En dehors de ce cadre étroit, la notion de dysfonctions sexuelles féminines ne fait pas l'unanimité. Pour les plus sceptiques, c'est une construction des firmes pharmaceutiques pour vendre de nouveaux médicaments - phénomène connu sous le nom de disease mongering. Ce sont des pathologies réelles, fréquentes mais méconnues, affirment au contraire des spécialistes de la sexualité. «Plus de la moitié des femmes ont de grandes difficultés à ce que le désir ou le plaisir soient facilement accessibles», estime ainsi le Dr Philippe Brenot, psychiatre et directeur d'un enseignement de sexologie à l'université Paris-Descartes. Selon ce thérapeute, investigateur d'un des essais avec la flibanserine, «on ne sait pas grand-chose de la sexualité féminine parce qu'il y a eu peu de recherches académiques dans ce domaine non mortel et tabou».

Comme dans le cas du Viagra, les bienfaits de la flibanserine sur la libido ont été découverts de façon fortuite. Ce produit qui agit sur le système nerveux central au niveau des récepteurs de la sérotonine avait d'abord été pressenti comme antidépresseur dans les années 1990 par le laboratoire Boehringer Ingelheim. Mais ses effets sur le désir féminin se sont révélés plus probants que ceux sur l'humeur, et la firme a repositionné son développement. Les résultats dévoilés à Lyon sont issus d'études de phase III (stade précédant la mise sur le marché) menées aux États-Unis et en Europe chez des femmes non ménopausées atteintes de «désir sexuel hypoactif» (DSH). Peu connu du grand public et même des médecins, ce terme jargonneux est celui utilisé dans les manuels de psychiatrie pour définir des troubles sexuels caractérisés par un manque de désir avec une souffrance ou des difficultés interpersonnelles, en l'absence d'autre pathologie médicale.
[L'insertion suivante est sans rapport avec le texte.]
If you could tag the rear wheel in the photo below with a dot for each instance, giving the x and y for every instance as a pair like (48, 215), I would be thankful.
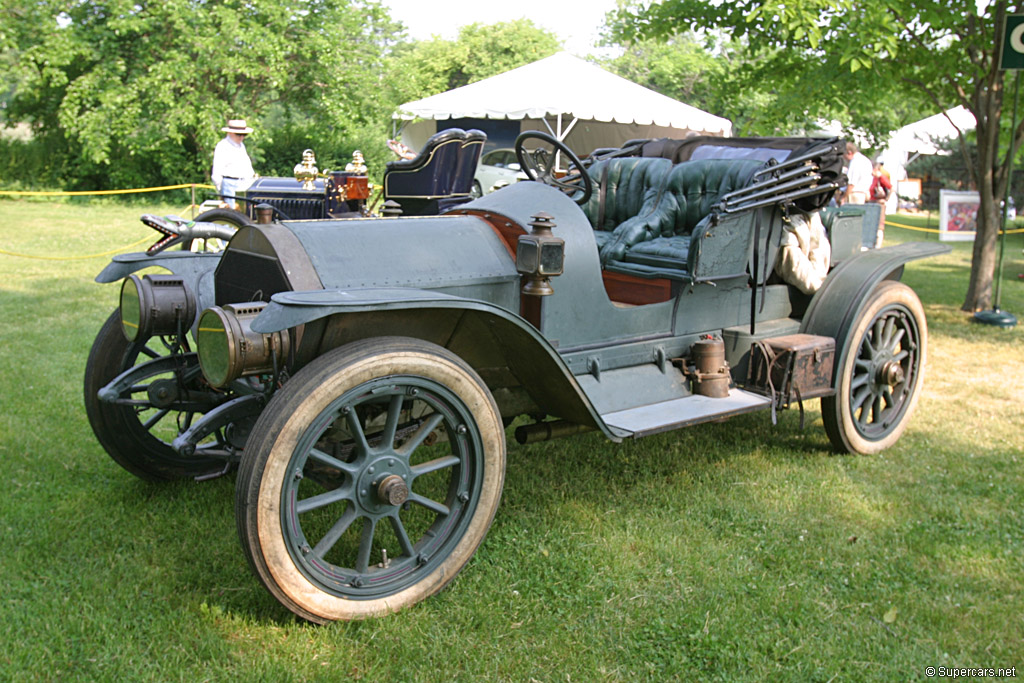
(370, 479)
(137, 429)
(881, 374)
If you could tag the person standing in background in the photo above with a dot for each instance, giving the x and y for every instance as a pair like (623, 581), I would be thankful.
(879, 194)
(232, 170)
(858, 175)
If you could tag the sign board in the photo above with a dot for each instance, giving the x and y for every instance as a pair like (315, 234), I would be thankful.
(957, 215)
(1013, 43)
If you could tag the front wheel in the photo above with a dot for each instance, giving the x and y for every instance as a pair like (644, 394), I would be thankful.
(136, 430)
(880, 375)
(370, 479)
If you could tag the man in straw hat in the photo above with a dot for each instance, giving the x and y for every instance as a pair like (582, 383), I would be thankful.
(232, 170)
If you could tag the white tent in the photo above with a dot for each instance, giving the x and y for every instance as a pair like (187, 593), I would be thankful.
(577, 101)
(923, 137)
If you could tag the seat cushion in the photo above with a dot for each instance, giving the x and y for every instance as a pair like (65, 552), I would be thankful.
(662, 252)
(631, 186)
(698, 185)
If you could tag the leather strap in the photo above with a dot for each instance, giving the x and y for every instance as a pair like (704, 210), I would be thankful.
(601, 196)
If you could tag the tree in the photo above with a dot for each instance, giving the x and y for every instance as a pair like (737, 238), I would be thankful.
(427, 68)
(706, 72)
(934, 53)
(137, 90)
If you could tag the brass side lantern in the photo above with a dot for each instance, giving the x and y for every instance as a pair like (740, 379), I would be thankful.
(305, 171)
(540, 256)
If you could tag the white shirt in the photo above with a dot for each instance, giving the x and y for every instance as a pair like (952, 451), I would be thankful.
(230, 160)
(859, 174)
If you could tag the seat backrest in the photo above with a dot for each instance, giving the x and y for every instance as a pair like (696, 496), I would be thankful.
(469, 157)
(698, 185)
(431, 174)
(628, 186)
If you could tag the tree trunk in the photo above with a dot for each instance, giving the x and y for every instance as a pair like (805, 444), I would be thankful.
(991, 183)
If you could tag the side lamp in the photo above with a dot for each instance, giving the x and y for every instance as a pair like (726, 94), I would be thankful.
(540, 256)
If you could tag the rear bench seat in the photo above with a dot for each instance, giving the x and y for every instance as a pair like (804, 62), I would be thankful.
(659, 244)
(627, 190)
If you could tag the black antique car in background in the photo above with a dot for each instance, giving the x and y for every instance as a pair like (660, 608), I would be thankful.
(360, 373)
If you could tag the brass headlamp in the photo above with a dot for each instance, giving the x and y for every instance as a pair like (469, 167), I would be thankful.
(228, 348)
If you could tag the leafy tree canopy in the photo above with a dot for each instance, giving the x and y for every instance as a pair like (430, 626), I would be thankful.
(109, 81)
(886, 61)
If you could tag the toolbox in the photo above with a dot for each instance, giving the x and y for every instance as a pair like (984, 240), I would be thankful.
(792, 368)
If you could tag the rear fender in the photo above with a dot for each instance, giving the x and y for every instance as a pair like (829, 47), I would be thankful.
(508, 353)
(836, 307)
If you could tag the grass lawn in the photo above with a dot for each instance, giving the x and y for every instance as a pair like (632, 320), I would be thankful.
(734, 551)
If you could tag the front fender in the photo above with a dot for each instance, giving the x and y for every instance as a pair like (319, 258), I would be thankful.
(197, 268)
(848, 288)
(501, 346)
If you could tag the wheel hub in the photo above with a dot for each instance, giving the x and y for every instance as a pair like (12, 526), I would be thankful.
(392, 489)
(383, 485)
(891, 373)
(163, 393)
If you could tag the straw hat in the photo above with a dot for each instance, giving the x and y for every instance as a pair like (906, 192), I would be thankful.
(237, 126)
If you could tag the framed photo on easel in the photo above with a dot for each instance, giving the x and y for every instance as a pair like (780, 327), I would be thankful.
(957, 215)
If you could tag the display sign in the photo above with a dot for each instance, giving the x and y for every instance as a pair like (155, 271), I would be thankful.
(957, 215)
(1013, 43)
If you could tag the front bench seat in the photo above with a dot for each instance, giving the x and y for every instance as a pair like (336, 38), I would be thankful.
(692, 190)
(626, 190)
(439, 176)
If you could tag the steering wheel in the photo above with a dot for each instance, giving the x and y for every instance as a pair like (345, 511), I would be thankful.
(539, 164)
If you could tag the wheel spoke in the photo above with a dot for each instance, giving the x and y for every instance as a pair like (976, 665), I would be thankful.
(402, 536)
(145, 350)
(434, 465)
(417, 438)
(393, 414)
(322, 500)
(429, 504)
(331, 461)
(366, 545)
(356, 426)
(335, 532)
(859, 397)
(152, 422)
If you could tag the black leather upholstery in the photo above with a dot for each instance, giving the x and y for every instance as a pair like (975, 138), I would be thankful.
(439, 176)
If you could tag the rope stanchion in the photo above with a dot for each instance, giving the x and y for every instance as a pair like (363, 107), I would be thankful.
(98, 193)
(936, 230)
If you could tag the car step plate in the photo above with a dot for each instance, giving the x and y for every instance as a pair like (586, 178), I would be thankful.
(656, 418)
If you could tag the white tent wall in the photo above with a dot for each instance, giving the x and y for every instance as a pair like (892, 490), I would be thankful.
(583, 138)
(587, 105)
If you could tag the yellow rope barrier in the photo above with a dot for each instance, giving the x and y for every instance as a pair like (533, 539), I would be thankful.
(97, 193)
(932, 229)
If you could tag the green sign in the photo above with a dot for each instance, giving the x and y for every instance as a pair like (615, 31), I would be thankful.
(1013, 43)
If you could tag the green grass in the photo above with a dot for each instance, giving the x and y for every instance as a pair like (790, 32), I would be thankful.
(734, 551)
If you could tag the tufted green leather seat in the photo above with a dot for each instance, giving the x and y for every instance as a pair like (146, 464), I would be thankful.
(692, 190)
(632, 189)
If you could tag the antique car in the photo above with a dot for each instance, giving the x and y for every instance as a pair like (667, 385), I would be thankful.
(439, 176)
(361, 374)
(498, 168)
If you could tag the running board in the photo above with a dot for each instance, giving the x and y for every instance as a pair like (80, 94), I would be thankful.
(669, 415)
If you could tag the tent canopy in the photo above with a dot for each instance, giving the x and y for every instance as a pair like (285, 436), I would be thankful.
(576, 100)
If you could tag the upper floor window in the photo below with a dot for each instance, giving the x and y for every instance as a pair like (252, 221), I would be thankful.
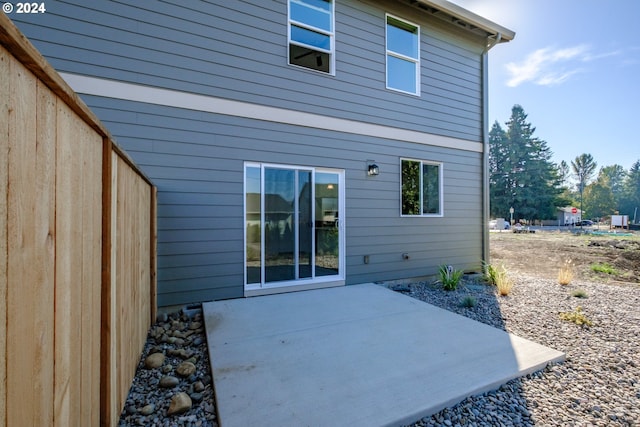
(311, 35)
(403, 56)
(421, 188)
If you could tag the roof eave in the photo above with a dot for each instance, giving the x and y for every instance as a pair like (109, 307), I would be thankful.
(501, 34)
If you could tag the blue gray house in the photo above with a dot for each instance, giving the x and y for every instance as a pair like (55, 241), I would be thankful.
(295, 144)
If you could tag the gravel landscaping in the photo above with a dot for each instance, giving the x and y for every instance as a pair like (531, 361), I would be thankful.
(598, 384)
Pendant 24 semaines, les volontaires ont reçu un traitement par 100 mg de flibanserine le soir au coucher ou un placebo. Pour évaluer ses effets dans un domaine aussi complexe que la sexualité féminine, les investigateurs ont eu recours à un carnet de suivi électronique. Les principales intéressées ont ainsi mesuré quotidiennement leur désir, les «événements sexuels satisfaisants» (pas nécessairement synonymes d'orgasmes) et le degré de souffrance associée aux troubles sexuels. Après plusieurs semaines, ces paramètres étaient statistiquement améliorés chez les femmes traitées par la flibanserine. «Les effets sont incontestables, confirme le Pr François Giuliano, urologue et spécialiste des troubles de la sexualité (hôpital Raymond-Poincaré, Garches). Mais attention, ce n'est pas le même concept que pour des troubles de l'érection avec une prise à la demande. Ici, il s'agira d'un traitement quotidien, au long cours.» Certains annoncent une commercialisation vers 2011. Une échéance que ne confirme pas le laboratoire Boehringer Ingelheim, qui se veut très prudent dans l'attente de résultats complémentaires. Une poignée d'autres molécules avec des modes d'action différents sont à l'étude, dans des phases cliniques très préliminaires ou chez l'animal.